There’s something dark about this town.
It’s made my heart all broken sore.
The stars upstairs they hear a sound.
The dark hair girl she’s at the door.
I want to go somewhere and weep.
She hurts me with her darkest stares.
Through her I walk the lonely street
Of silent dreams and cold nightmares.
The scars of vice in Central Park
Arrest the man the news had lost.
He waltzes girls back to the dark
Who think of nothing nor what it costs.
These folks who tell their dreams goodbye,
Build towers up to cut the sky.
These flowers bloom and the night goes on
The T.V. tells us what’s right from wrong.
*Notes: I’ve been experimenting with different sized ‘feet’ than pentameter. So, the above poem is just like a sonnet in its structure, except its in iambic ‘quadrameter’ or four iambic feet. I don’t know why. Just to try something different. I did another in iambic tetrameter. Oh actually I posted that a few days ago, I think. Oh yes, in this lot of three poems, it’s the first: http://www.stephenpickering.com/2010/08/28/saturday-reading-three-new-poems/
I’ve also been working with some that have varying lengths. I think the best bet in the long run for me, is to let the line speak for itself, in the sense that, however it hits me, whatever length that is, just go with that. And then I think you get to a point where you don’t really need to fit the line into a structure if it doesn’t come to you that way, which naturally is free verse.
So I guess, one of the points of writing within structure, is almost like exercise. You do that (or this) for a while, then your brain feels strong enough, confident enough, if you will, to walk out on the “limbs” alone.
Illustration by Stephen Pickering. "May's River" (cc) 2010. painted on iPad using ArtStudio, with added figurines using Picnik online graphic editor.
You tore on past the river’s flow.
Now I know, now I know.
You walked from the house’s door into the snow
An instinct to let go, to let it go.
The menagerie fortress tower
looms larger by the hour.
Talking to the morning’s vestigial crops
into the elevators’ chop, chop, chops.
And disturbing them like making rings
Outward bound as the sunshine morning sings.
You of the potato patch’s mouth, mouth, mouth
have grown up too early to shout, shout, shout,
and now you’ve got trouble in the military man’s
house, house, house
given way to your sacred gifts’ sound
down South, South, South.
All the Milky Way’s a stir
with the blasted World,
of the strange gifts at night when two strangers eyes meet
down by the wharf with fresh cod to eat
and malted whiskey to drink.
They drive back on one tire
As a family waits by the hour
For some vestigial return at least
For some reason to leave the porch and heat.

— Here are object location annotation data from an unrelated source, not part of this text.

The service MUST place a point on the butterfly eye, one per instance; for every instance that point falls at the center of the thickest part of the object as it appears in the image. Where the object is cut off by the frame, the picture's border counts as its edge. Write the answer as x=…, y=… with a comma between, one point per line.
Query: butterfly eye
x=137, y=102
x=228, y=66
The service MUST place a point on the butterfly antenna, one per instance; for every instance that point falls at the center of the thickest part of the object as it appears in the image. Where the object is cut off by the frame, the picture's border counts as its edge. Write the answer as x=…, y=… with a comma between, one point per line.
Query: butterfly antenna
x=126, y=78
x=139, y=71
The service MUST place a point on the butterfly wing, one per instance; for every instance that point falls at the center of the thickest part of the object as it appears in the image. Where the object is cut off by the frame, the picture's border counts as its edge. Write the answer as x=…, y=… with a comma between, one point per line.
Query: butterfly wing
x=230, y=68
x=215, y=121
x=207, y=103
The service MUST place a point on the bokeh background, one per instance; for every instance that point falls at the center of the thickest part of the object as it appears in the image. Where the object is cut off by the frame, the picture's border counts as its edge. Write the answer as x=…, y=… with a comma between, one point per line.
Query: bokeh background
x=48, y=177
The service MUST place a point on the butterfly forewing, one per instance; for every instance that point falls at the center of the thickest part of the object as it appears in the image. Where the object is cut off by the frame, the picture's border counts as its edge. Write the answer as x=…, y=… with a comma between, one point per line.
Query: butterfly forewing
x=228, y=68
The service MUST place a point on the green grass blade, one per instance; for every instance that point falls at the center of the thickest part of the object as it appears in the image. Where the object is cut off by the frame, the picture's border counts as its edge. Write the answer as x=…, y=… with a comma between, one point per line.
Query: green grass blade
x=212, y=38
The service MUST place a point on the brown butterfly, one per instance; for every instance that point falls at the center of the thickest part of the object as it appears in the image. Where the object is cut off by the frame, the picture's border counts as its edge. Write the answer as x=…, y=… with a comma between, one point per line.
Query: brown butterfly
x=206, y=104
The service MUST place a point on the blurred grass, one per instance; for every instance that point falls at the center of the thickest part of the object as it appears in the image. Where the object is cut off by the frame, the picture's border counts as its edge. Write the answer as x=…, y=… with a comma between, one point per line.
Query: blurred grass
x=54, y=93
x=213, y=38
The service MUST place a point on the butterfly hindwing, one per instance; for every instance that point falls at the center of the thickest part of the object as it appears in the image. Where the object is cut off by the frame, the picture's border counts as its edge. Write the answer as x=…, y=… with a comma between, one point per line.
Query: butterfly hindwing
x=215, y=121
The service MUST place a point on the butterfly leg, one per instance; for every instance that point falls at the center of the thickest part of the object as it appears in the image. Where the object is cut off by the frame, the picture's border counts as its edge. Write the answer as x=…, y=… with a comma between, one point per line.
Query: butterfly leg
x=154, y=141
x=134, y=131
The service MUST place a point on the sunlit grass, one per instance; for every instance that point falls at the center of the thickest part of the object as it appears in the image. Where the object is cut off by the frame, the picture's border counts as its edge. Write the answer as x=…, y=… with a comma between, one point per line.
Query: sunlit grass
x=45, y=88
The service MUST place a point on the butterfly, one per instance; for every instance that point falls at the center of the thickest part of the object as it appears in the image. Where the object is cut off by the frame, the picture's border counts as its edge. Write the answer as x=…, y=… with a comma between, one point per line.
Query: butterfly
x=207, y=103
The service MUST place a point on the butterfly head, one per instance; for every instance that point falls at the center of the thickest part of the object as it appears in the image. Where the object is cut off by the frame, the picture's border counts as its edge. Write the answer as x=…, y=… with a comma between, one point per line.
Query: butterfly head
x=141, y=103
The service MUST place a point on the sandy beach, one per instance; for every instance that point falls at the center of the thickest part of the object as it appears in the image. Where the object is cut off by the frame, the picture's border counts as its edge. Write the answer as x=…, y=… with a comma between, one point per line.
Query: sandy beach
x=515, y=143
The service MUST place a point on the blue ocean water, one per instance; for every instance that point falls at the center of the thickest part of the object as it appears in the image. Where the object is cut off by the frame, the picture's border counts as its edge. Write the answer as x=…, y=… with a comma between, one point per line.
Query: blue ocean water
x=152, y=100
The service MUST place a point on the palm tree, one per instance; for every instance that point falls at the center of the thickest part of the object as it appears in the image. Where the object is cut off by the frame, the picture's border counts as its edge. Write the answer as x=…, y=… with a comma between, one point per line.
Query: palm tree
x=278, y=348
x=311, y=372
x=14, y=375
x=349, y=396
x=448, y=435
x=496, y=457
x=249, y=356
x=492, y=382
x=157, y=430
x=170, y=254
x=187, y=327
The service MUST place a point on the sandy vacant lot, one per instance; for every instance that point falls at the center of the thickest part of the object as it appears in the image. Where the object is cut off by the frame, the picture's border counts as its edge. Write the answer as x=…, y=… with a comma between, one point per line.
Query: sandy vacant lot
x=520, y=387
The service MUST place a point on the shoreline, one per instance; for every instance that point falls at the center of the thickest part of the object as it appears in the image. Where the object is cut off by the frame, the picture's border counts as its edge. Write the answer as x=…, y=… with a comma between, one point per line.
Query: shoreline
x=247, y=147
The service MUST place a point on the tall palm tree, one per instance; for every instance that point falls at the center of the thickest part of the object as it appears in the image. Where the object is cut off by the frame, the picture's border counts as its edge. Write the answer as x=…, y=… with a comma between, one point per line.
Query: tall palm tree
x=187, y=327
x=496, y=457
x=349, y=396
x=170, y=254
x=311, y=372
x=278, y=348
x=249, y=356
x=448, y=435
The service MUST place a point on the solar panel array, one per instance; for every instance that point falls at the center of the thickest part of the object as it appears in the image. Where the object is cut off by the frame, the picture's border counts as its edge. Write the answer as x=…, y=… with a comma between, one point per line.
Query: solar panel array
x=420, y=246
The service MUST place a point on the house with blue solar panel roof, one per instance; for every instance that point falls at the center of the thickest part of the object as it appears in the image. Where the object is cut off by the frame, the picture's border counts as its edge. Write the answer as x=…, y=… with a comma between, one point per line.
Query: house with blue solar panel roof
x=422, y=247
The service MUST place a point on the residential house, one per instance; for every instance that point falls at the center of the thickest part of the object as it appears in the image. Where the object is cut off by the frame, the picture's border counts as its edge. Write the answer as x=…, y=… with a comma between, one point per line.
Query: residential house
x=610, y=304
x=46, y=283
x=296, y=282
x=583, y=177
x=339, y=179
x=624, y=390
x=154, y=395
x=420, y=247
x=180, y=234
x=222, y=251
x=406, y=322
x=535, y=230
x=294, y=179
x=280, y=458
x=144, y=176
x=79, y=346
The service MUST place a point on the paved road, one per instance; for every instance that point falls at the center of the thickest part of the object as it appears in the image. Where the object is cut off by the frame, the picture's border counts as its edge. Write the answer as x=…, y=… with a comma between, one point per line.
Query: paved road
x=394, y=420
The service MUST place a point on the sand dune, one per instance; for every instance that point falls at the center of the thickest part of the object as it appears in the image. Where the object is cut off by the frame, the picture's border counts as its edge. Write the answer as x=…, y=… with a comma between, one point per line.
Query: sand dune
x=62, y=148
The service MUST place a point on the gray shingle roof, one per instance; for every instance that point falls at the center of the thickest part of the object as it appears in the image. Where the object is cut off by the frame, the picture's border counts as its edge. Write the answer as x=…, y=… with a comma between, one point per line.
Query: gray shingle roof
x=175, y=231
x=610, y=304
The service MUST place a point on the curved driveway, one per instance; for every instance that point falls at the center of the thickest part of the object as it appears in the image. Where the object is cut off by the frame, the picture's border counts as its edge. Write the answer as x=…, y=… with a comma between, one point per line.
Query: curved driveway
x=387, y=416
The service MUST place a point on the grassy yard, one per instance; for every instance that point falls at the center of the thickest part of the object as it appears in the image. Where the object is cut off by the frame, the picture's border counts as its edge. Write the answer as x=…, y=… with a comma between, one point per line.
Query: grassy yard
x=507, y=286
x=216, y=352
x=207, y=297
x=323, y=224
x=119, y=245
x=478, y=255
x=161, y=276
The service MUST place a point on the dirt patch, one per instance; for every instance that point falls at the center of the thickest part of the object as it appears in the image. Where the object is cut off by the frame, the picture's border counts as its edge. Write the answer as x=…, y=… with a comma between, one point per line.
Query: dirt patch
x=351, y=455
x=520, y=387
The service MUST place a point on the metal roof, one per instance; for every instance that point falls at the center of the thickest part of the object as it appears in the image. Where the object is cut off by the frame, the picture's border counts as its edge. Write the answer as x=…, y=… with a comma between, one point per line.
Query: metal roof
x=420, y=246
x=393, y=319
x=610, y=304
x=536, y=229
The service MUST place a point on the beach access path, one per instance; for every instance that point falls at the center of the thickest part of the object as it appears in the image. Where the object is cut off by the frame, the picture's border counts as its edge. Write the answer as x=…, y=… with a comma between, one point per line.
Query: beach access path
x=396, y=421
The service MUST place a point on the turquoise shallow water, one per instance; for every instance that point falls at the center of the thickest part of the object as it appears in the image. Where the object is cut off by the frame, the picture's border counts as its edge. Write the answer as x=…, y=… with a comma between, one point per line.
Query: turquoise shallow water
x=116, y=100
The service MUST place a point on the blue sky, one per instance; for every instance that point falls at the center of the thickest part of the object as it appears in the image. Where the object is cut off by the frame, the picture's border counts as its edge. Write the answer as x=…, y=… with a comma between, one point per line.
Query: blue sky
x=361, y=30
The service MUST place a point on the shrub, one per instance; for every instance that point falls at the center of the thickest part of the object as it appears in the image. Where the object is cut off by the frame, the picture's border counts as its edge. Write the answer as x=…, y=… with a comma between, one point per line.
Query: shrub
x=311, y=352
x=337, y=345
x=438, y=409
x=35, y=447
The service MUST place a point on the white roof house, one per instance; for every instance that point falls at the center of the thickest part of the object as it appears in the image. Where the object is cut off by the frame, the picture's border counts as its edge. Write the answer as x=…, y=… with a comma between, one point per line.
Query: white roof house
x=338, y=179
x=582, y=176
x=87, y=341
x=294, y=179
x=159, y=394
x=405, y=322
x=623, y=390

‘Twas you that rounded the edges and fastened the ties,
soaked the oars in morning dew butter
before the wind in the hollow’s current died?
Each moment a little more dishonest, and a little piece of you tries,
A little piece of you dies.
Dies to the factories making crap
for the kids churning and drowning in the school’s cyndricular vat.
They reach for the elbows of the crow’s soaring flight,
but their hands seem too tiny in the subliminal sky.
They do not sing beyond it’s beauty.
They come home and sink their little heads into the factory pillow.
The hawk haunts the sky, and the ducks huddle under the willow.
All morning long with a fever blistered pitch
Those sculpted cliffs dive headlong into the ravine’s ditch.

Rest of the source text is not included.